The company said ita aggregate cash and cash equivalents balance was $6.0 million as of Dec. 31, 2008. The company repurchased an aggregate of 84,814 shares of its common stock in fiscal 2008.

“2008 was a year of mixed results for our company,'' said Chip Brewer, CEO and President of Adams Golf. “In the face of difficult market conditions, our earnings and revenue performance lagged expectations but fortunately were enough to sustain our strong financial position. On the positive side, our company continues to both gain market share in its primary categories and increase its brand strength. According to Golf Datatech, during 2008, our full year U.S. woods dollar market share increased by 25% and our iron dollar share increased by 10%. Furthermore, according to results from the Darrell Survey, our individual hybrids were the #1 hybrid in play on the PGA, Champions and Nationwide Tours during 2008 and we have won every count on each of these tours thus far in 2009.

“We also continued to be pleased with the recognition our products have received from prominent golf media organizations. Our recently-introduced Idea a4 and a4 OS sets of irons won Gold designations in the 2009 Golf Digest, Hot List and the individual Idea a4 and a4 OS hybrids were the category leader in ''Innovation” in the hybrid category. Our exciting new Speedline driver also won a Gold designation in the 2009 Golf Digest, Hot List.
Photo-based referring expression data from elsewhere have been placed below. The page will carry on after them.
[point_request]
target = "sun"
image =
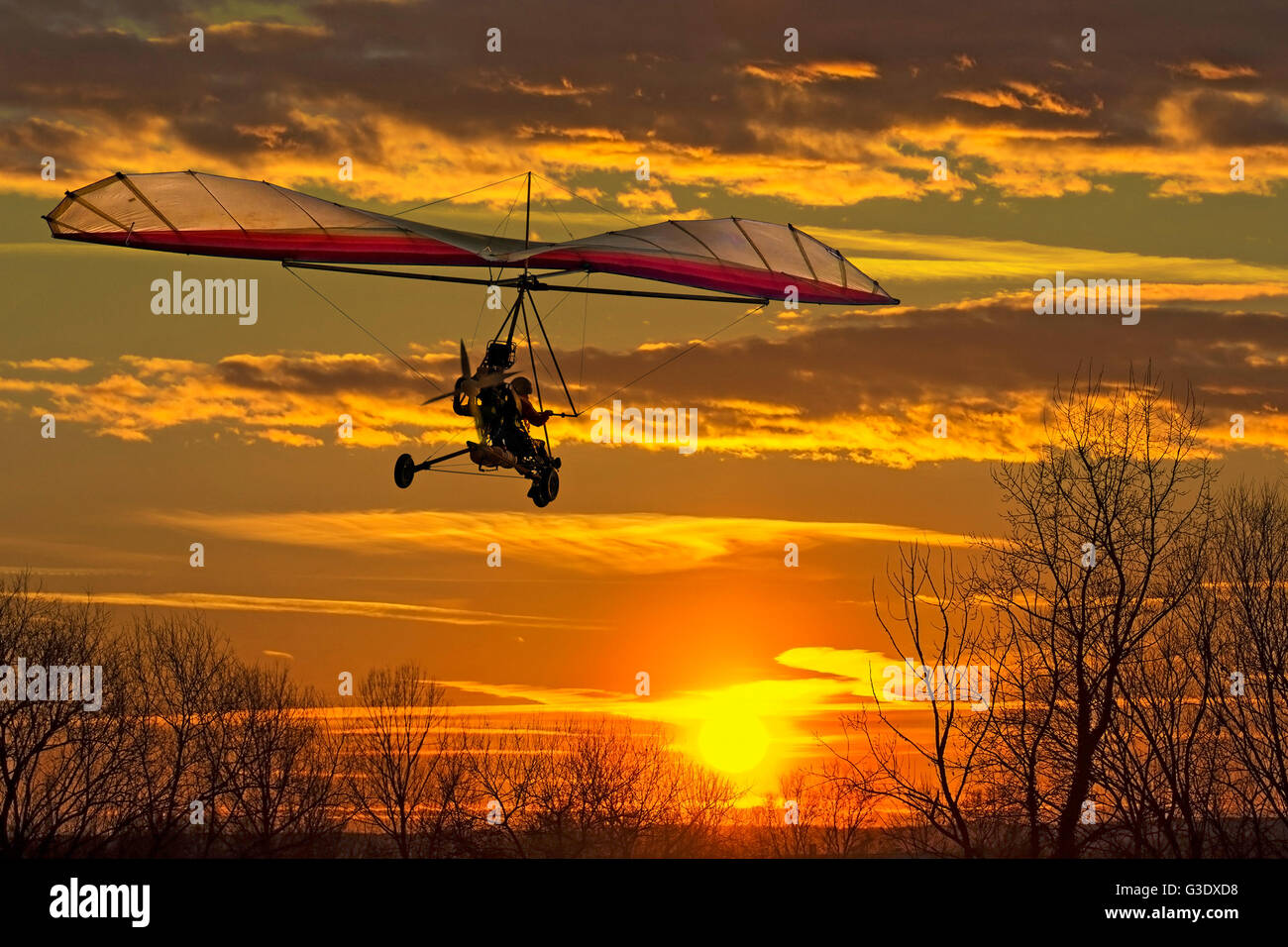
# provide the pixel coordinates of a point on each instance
(733, 738)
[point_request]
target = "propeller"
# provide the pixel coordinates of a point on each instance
(472, 388)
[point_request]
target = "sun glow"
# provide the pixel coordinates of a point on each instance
(733, 738)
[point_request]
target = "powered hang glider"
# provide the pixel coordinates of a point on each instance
(732, 260)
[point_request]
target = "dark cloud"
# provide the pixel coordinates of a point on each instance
(670, 69)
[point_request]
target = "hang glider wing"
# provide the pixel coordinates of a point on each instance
(206, 214)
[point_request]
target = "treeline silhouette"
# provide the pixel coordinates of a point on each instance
(1133, 620)
(197, 753)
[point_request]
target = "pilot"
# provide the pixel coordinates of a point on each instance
(522, 389)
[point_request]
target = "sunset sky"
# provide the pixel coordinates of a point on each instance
(814, 427)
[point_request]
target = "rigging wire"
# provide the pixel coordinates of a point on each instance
(373, 335)
(678, 355)
(441, 200)
(632, 223)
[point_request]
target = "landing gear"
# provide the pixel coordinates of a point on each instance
(404, 468)
(545, 487)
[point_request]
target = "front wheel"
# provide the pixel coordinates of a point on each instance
(545, 488)
(404, 468)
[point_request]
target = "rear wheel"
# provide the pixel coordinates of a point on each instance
(404, 468)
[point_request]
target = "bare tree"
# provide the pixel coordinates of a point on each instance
(175, 672)
(62, 785)
(279, 768)
(398, 781)
(935, 631)
(1104, 541)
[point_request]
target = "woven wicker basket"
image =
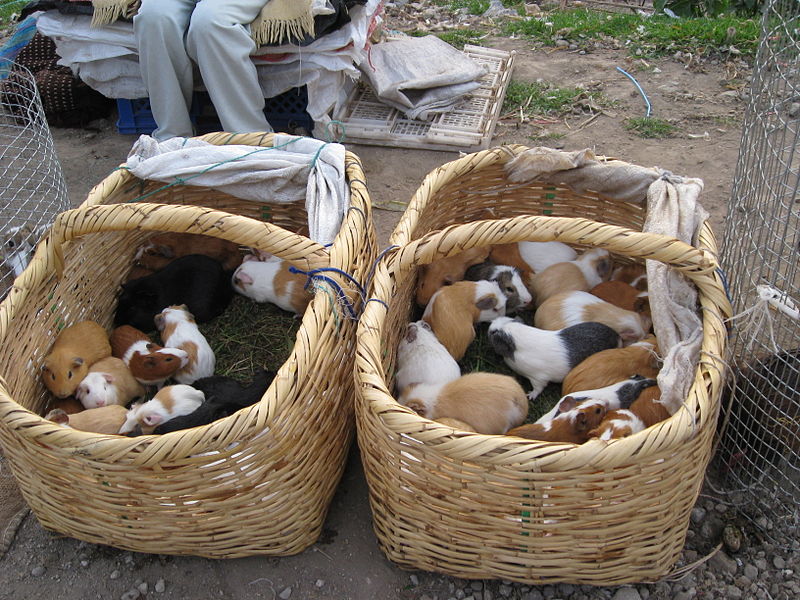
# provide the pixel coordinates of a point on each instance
(257, 482)
(482, 506)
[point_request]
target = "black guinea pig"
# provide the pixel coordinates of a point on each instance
(195, 280)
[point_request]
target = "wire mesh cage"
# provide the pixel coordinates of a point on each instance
(758, 457)
(32, 188)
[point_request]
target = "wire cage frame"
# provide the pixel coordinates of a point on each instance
(758, 456)
(32, 187)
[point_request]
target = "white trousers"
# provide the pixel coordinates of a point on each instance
(213, 33)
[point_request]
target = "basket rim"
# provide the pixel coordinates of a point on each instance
(698, 263)
(152, 449)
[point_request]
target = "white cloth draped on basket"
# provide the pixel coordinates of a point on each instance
(672, 209)
(294, 169)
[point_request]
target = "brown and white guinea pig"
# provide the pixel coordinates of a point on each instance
(76, 349)
(149, 363)
(583, 273)
(611, 366)
(266, 278)
(531, 257)
(572, 426)
(421, 358)
(508, 278)
(446, 271)
(454, 308)
(170, 402)
(104, 419)
(487, 402)
(179, 330)
(108, 382)
(612, 397)
(571, 308)
(634, 275)
(625, 296)
(544, 356)
(157, 252)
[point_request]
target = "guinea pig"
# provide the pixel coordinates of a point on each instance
(161, 249)
(583, 273)
(104, 419)
(76, 349)
(634, 275)
(446, 271)
(573, 426)
(508, 278)
(570, 308)
(223, 397)
(421, 358)
(531, 257)
(149, 363)
(611, 366)
(487, 402)
(454, 309)
(179, 330)
(195, 280)
(108, 382)
(170, 402)
(268, 279)
(544, 356)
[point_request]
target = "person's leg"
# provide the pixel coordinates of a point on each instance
(160, 28)
(219, 41)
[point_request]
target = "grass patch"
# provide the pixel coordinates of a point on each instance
(249, 336)
(651, 37)
(650, 127)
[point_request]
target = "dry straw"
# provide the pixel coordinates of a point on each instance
(481, 506)
(257, 482)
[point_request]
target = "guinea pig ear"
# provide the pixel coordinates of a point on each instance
(486, 302)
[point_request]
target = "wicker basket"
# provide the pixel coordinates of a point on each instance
(483, 506)
(257, 482)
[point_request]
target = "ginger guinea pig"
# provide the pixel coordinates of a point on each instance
(76, 348)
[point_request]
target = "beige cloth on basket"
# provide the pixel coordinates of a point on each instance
(672, 209)
(279, 19)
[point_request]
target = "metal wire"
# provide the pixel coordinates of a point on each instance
(32, 188)
(759, 448)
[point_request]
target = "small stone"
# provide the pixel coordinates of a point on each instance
(626, 594)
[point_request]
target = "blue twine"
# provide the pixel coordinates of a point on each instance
(638, 87)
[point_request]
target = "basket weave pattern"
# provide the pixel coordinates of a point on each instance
(480, 506)
(257, 482)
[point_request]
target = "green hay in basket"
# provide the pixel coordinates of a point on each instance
(249, 336)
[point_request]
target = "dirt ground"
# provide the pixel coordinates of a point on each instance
(347, 563)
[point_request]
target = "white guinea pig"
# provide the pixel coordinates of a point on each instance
(266, 278)
(421, 358)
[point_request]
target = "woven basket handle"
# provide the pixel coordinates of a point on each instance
(297, 249)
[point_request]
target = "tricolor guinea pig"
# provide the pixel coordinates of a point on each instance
(170, 402)
(487, 402)
(104, 419)
(454, 308)
(179, 330)
(544, 356)
(149, 363)
(266, 278)
(583, 273)
(508, 278)
(571, 308)
(446, 271)
(76, 349)
(611, 366)
(108, 382)
(421, 358)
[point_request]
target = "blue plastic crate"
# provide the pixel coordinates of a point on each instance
(285, 112)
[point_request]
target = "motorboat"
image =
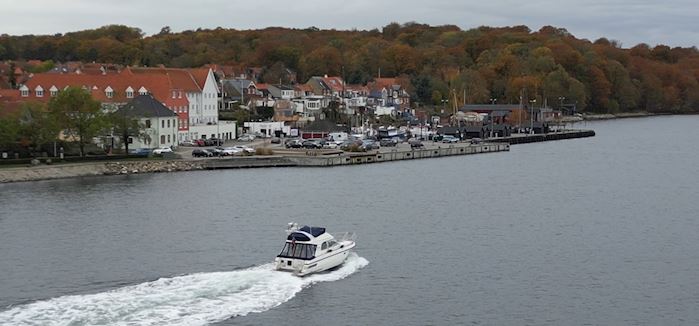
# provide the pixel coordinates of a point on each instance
(309, 249)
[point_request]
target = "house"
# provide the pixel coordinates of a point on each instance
(10, 101)
(282, 92)
(160, 122)
(238, 91)
(191, 93)
(267, 129)
(332, 87)
(285, 110)
(388, 92)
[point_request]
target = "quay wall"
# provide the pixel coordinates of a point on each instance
(524, 139)
(358, 158)
(60, 171)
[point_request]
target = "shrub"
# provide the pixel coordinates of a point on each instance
(264, 151)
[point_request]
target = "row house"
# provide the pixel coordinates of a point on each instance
(388, 92)
(238, 91)
(327, 86)
(159, 121)
(190, 93)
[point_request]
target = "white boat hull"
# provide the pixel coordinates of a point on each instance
(302, 267)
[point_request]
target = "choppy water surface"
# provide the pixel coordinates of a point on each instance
(588, 231)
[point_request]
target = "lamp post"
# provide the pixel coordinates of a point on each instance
(492, 122)
(562, 98)
(531, 116)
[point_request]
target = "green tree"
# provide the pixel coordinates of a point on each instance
(36, 125)
(9, 130)
(127, 125)
(78, 115)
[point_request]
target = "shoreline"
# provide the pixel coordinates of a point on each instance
(611, 116)
(117, 167)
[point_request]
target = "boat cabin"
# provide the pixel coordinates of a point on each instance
(306, 243)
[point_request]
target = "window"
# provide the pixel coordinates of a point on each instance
(298, 250)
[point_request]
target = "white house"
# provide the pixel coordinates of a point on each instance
(159, 121)
(269, 128)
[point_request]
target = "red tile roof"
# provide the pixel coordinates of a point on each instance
(9, 101)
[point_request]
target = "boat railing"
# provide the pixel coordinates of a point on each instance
(344, 236)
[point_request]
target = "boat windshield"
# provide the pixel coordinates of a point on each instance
(298, 250)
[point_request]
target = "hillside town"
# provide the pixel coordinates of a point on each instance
(180, 106)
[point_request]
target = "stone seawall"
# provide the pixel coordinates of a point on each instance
(113, 168)
(60, 171)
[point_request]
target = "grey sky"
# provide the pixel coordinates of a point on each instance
(671, 22)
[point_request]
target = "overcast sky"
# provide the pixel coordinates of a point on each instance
(671, 22)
The patent pending, aerodynamic shaping of the Speedline driver lessens drag and airflow turbulence, resulting in faster club head speed and more distance,'' Brewer continued.

“We are pleased with our market share gains, improved brand strength and product positions; however, in the face of what are clearly difficult market conditions, we have also taken steps to reduce our overall expenses with a dual agenda of maintaining our brand and market share momentum while at the same time protecting our strong financial position. Accordingly, we have lowered our year-over-year fixed costs by approximately 13% and are prepared to go further if needed. At the same time we will remain a competitive marketer via multiple endemic media channels and have sustained our primary tour strategies. Our intent is to position ourselves to come out of what appears to be an extended down market with continued financial strength and at the same time increased market share and brand momentum. We are optimistic that this strategy will deliver long term shareholder value when market conditions inevitably improve,'' Brewer concluded.